Human Resource Machine
Warning: this game contains math and hard thinking. Wait, come back, it’s really good!
$4.99 Developer Tomorrow Corporation, tomorrowcorporation.com Platform Universal Requirements iOS 8 or later
Some people love logic puzzles. They love the way they can feel their brain working, the cogs grinding and crunching until the answer pops out at the end. They love to look at the result and see the workings they made to get to that point, and it makes them feel smug and self-satisfied and smart. This reviewer is one of those people.
Human Resource Machine is the latest game from the mad scientists at Tomorrow Corporation. The studio, founded in 2010, specializes in experiences that range from the depressingly nihilistic dystopia in Little Inferno – a game about setting fire to all of your possessions – to this one, which is… well, also a depressingly nihilistic dystopia. But this time it’s in an office – which pretty much embodies that description.

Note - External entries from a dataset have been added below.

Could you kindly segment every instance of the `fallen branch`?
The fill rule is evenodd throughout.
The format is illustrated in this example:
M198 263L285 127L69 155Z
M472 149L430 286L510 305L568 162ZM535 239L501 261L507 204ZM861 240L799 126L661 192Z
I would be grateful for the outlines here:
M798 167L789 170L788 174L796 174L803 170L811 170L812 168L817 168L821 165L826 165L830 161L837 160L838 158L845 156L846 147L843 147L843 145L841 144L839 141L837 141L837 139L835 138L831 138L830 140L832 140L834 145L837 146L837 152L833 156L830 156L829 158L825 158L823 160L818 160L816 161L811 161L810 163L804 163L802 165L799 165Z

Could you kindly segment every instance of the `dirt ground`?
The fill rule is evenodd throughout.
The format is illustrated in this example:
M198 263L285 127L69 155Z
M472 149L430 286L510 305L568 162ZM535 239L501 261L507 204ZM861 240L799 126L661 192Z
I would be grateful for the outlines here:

It’s a logic game, but a logic game in the purest sense of the word, as it asks you to perform mundane tasks - take numbered box from Inbox, put it in Outbox - with different iterations and objectives each time, according to what is essentially simplified computer programming. One, for example, asks that you only put zeroes in the outbox. Another wants you to put the largest of every two numbers in the outbox, and discard the others.
The way you do this is with commands - just like computer code, you see - that start off as simple as “go to inbox” and “go to outbox” and gradually get more complicated, such as “jump if negative to…” and addition and subtraction commands. Pure logic.

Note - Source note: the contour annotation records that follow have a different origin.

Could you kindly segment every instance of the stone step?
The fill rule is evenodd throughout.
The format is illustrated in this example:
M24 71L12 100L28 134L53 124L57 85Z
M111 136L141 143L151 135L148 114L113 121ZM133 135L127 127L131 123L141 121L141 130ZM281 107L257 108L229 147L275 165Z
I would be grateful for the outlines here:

But it can take a fairly specific type of person to enjoy this kind of logic. Someone with no knowledge of programming but a good grasp of math might love it, but someone with neither of those things might be curled up in a ball weeping by level five. Or maybe you’ll love it anyway – it’s just logic, after all!
Human Resource Machine is weirdly fun, fascinating, and so satisfying when it clicks, if a little confusingly worded for the average player with no programming experience at all. Rewards such as extra marks for elegant (short and smart) coding add a little frisson of competition for more experienced players, but for those that enjoy the ride, not the speed, there’s still an interesting plot to follow behind the whole game.
the bottom line. Brainhurtingly taxing at times, incredibly rewarding when the logic finally clicks - but steer well clear if you hate math.